Safety Beach Ocean Bungalows is the pick of Woolgoolga's accommodation, with four two-bedroom cottages and a studio set in secluded tropical gardens, 15 minutes' walk from town, from $130 a night. Each has a well-equipped kitchen, lounge and private courtyard and is pet-friendly. Phone 6654 7445, see safetybeachoceanbungalows.com.au.

Eating there

At Spice Rack, Mick Hundal prepares authentic Punjabi curries. 31 River Street, phone 6654 1900.

Bluebottles Brasserie, at the corner of Beach and Wharf streets, serves modern Australian cuisine. Phone 6654 1962, see coffscbd.com.au/bluebottles.html.

The Rustic Table, at 53 Beach Street, is a new cafe serving breakfast and lunch. They also have a pasta night on Mondays. Phone 6654 1645.

Touring there

Gurdwara visits can be arranged by phoning 6654 8163.

Precision Helicopters has scenic flights over the Coffs coast from $320 for 15 minutes in a Jet Ranger helicopter for up to four passengers. See precisionhelicopters.com.au.

Further information, see woolgoolga.org.au.

 

[Courtesy: Brisbane Times]

October 30, 2010

Conversation about this article

1: Mandip Kaur Sandher (Guelph, Ontario, Canada), November 01, 2010, 5:24 PM.
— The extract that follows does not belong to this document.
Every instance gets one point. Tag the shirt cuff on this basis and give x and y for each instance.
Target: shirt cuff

Excellent article. Wonderful part of Australia. I was there last year for a wedding and toured the berry farms, the gurdwara and the beautiful beach. Really worth the visit. The community is very close and friendly. If a Sikh visitor is lost, the Sikhs will take them to their homes, feed them and then put them on the road with directions! Let's hope these traditional Sikh values will continue through the younger generations. There does appear to be some racism in the area as one of the gurdwara buildings had been vandalized - I think it was the museum section.